For New Zealand to benefit from the productivity and profits that AI offers, we need NZ-based AI companies, and these companies need skilled engineers. We are at risk of missing opportunities because of capability issues that arise from the loss of AI staff from our universities.

SSF AI Grand Hall QandA 

AI applications to see the unseen in conservation and agriculture

Professor Richard Green, Te Whare Wānanga o Waitaha University of Canterbury

Professor Richard Green, Te Whare Wānanga o Waitaha University of Canterbury, described the recent explosion of AI accuracy, processing speed and cost savings and how they have suddenly enabled applications undreamt of even five years ago – especially for challenging outdoor applications in conservation and agriculture.

He presented diverse projects covering real-world applications including drones for pruning forests and safely managing vegetation around powerlines, which protects human operators and staff in this high-risk industry. For one example, his team used a deep learning approach to recognise trees, deploying cameras on existing rubbish truck networks to automatically scan areas around ports of entry for biosecurity threats and incursions.

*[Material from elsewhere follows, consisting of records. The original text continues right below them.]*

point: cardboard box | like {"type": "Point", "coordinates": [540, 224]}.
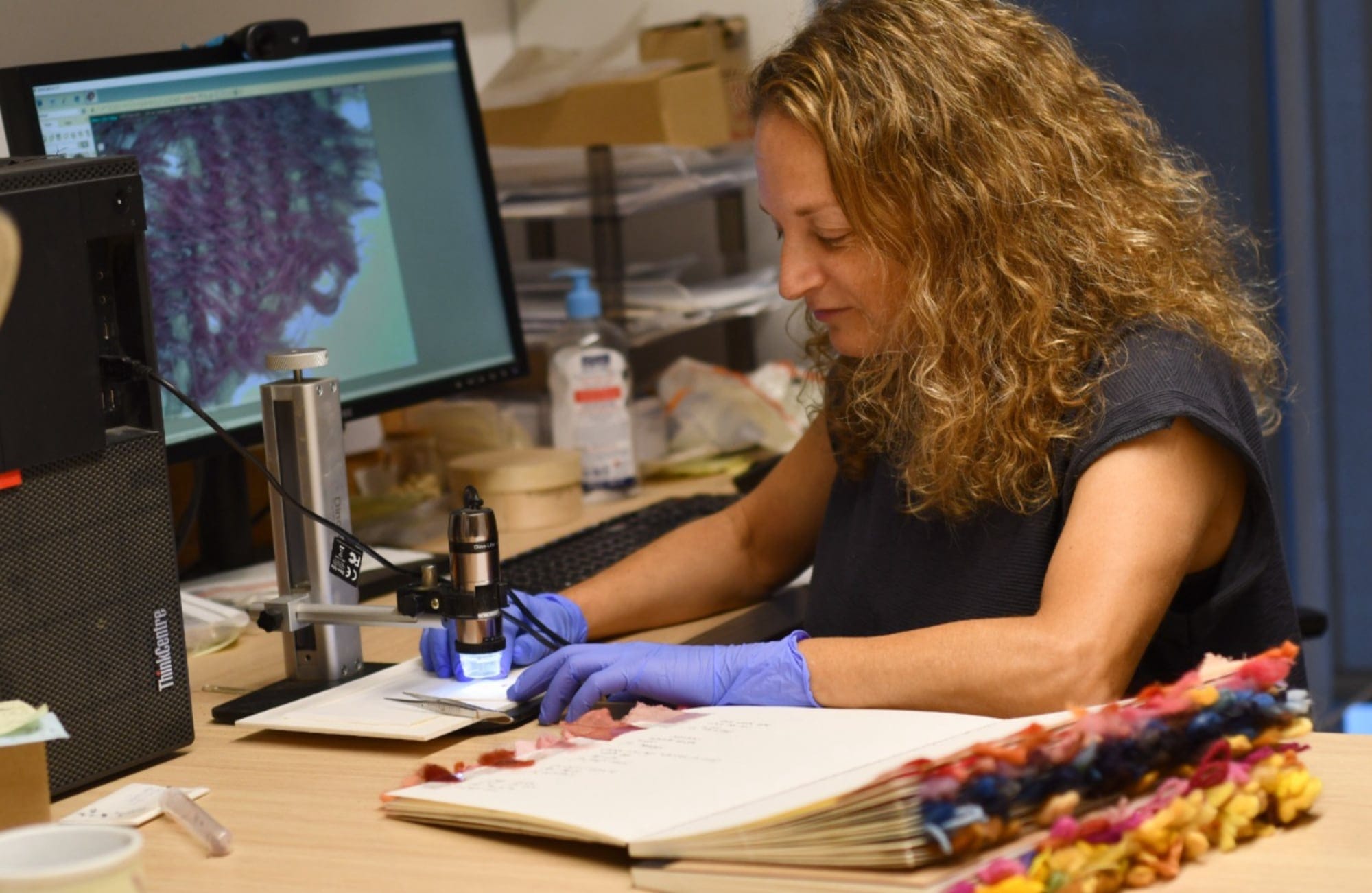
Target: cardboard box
{"type": "Point", "coordinates": [683, 106]}
{"type": "Point", "coordinates": [24, 785]}
{"type": "Point", "coordinates": [709, 40]}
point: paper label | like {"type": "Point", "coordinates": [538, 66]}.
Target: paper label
{"type": "Point", "coordinates": [345, 562]}
{"type": "Point", "coordinates": [132, 806]}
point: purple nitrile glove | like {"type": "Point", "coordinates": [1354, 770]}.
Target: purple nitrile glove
{"type": "Point", "coordinates": [438, 647]}
{"type": "Point", "coordinates": [558, 612]}
{"type": "Point", "coordinates": [576, 678]}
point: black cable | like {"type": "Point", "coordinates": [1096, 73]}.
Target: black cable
{"type": "Point", "coordinates": [147, 372]}
{"type": "Point", "coordinates": [532, 632]}
{"type": "Point", "coordinates": [193, 510]}
{"type": "Point", "coordinates": [530, 618]}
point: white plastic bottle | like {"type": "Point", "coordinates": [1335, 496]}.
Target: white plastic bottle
{"type": "Point", "coordinates": [591, 383]}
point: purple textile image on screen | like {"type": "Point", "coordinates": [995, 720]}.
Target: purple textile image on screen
{"type": "Point", "coordinates": [257, 230]}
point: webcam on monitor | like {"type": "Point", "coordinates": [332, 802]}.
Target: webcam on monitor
{"type": "Point", "coordinates": [275, 39]}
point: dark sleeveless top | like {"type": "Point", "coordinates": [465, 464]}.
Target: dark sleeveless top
{"type": "Point", "coordinates": [879, 571]}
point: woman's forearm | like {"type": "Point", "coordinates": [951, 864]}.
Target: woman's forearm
{"type": "Point", "coordinates": [995, 667]}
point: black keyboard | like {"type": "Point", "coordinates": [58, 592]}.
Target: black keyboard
{"type": "Point", "coordinates": [556, 566]}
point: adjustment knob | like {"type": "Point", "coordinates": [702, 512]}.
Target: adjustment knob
{"type": "Point", "coordinates": [297, 360]}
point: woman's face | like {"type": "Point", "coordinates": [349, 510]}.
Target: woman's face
{"type": "Point", "coordinates": [842, 283]}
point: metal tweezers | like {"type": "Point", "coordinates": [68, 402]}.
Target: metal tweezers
{"type": "Point", "coordinates": [452, 707]}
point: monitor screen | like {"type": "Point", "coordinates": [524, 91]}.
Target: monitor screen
{"type": "Point", "coordinates": [337, 200]}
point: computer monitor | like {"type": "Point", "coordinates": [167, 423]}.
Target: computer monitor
{"type": "Point", "coordinates": [341, 198]}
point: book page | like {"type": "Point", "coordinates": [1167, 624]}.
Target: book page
{"type": "Point", "coordinates": [650, 783]}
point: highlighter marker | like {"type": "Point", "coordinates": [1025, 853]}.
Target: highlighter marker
{"type": "Point", "coordinates": [217, 839]}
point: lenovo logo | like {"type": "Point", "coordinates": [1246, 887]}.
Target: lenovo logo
{"type": "Point", "coordinates": [163, 651]}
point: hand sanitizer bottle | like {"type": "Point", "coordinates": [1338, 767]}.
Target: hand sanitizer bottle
{"type": "Point", "coordinates": [591, 386]}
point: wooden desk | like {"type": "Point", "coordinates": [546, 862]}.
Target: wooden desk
{"type": "Point", "coordinates": [305, 809]}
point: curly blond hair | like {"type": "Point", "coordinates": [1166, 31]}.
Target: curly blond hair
{"type": "Point", "coordinates": [1034, 212]}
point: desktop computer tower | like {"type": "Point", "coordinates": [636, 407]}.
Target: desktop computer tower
{"type": "Point", "coordinates": [90, 599]}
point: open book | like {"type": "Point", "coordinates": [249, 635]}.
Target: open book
{"type": "Point", "coordinates": [846, 788]}
{"type": "Point", "coordinates": [710, 783]}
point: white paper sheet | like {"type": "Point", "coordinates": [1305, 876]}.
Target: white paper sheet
{"type": "Point", "coordinates": [362, 707]}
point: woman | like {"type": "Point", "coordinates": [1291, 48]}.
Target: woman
{"type": "Point", "coordinates": [1038, 477]}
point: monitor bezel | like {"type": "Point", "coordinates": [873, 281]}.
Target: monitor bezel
{"type": "Point", "coordinates": [21, 127]}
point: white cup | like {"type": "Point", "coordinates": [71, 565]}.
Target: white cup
{"type": "Point", "coordinates": [71, 859]}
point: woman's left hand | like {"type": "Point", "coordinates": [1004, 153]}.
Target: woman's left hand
{"type": "Point", "coordinates": [577, 677]}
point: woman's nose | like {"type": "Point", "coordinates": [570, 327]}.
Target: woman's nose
{"type": "Point", "coordinates": [799, 274]}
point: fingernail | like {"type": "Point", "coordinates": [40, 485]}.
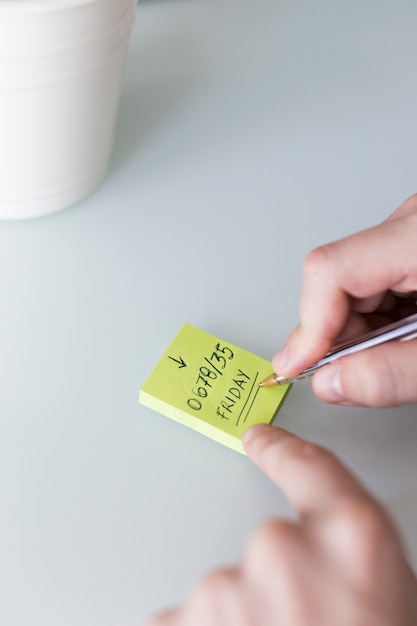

Professor Green also described the autonomous underwater vehicles his team have developed, which are able to inspect mussel lines for yield or health issues, detect invasive biofouling species on wharf pylons, scan for holes in salmon nets for aquaculture, and map the seabed to locate scallops for precision harvesting with minimal environmental disruption.

Overall, Professor Green’s work clearly demonstrated that AI has reached the stage where we can automate agriculture and aquaculture and with this technology, we can improve primary production, accelerate sustainability, food security and biosecurity.